Until next time... Server's don't pay their rent with compliments.

"Bitter.  Party of one?  Your table is ready."

The Bitter Bistro

Wednesday, September 12, 2012

The Bitter Bistro Book (coming soon...)


People have been asking me when I am going to write a book about my career in the service industry, well, it is in the works.  I wanted to share an excerpt to give an idea of what to expect.  Actually, you guys already know what to expect... Bitterness, sarcasm, and stories you won't believe.  Here you go...

As Stacie passes by me to let me know that she sat the four top, she says the one thing to me that lets a server know that it’s not going to be an easy table, “Good luck with them.”  Meaning her first impression of the table was either rude, or demanding, or in no way shape or form are these people going to have a good time no matter how much charm I turn on.  So here I go…

“Good evening everyone.  Welcome.  Can I start anyone out with a nice martini, or glass of wine?  Perhaps water first?  We have Pellegrino and Fiji.”  No response.  Just blank stares at the menu, and then at me.  Then the leader of the group finally looked up and said,

“Parlez-vous fran├žais?” The gentleman asked.

Then I was the one with the blank stare.  Not saying that I have any kind of problem with foreigners, but a language barrier does present a problem when it comes to getting orders right and having people enjoy themselves and not wanting to start some sort of US/ French controversy.  What’s important here is that I happen to be very good at the art of communicating through the art of charades.  I’m not talking about going through the whole “One word, two syllables” route, but in broad strokes, I can hold my own with people who don’t understand English.

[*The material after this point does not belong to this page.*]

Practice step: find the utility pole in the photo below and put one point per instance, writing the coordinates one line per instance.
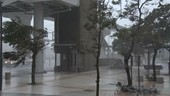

“No.  I don’t speak French, but I can find someone who does if that would make you feel more comfortable.”  This is my sly approach to actually having my customers think that I care enough about them to make them want to stay, but it also puts the thought in their heads that they may be better off eating somewhere else. 

“It’s fine.  I can speak a little bit of English.”  The same man said, but with a bit of a “I can’t believe this place” attitude.

“Perfect sir.  I happen to speak a little bit of English myself.”  He laughed and explained the joke to his group.  They laughed as well.  I can make even foreigners laugh!  (And my name is not on the side of The Comedy Store.  It baffles even me!)

“We want four Filet Mignon.  Rare.  And wine.  I guess something Californian.”  I could already knew a couple of things were going to happen.  1. French people love to order red meat.  And even better, they like it bloody rare.  We are Carnivores, after all.  And, 2. he was going to have some wise crack about California wines versus French.  That French wines are more sophisticated, elegant, and are just better than our watered down Napa Valley.  Who am I to argue?  I don’t even drink wine.  “Since we are not in France, I guess we will have to go with a Pinot Noir that you think we will like.”  The man said.

“I can handle that.  Of course, it will be hard to match the grapes that are produced in France.  How about a nice bottle of Robert Mondavi?”

Again, the group smirked at my classic act of I care about you people, but I actually don’t.  “Sounds fine.”

And like that, I was off to put in their order, and get a manager to get my the bottle of wine.  But I actually lied before.  I said that I don’t have a problem with foreigners, but that’s not entirely true.  Foreigners have the notorious reputation of not knowing the tipping procedures here in the United States.  And no matter how great my service is with this table, how much I make them laugh and change their attitude about Americans, my chances of being rewarded with a good gratuity are about as good as Lindsey Lohan making a comeback and winning an Oscar.

Until next time... Server's don't pay their rent with compliments.

"Bitter.  Party of one?  Your table is ready."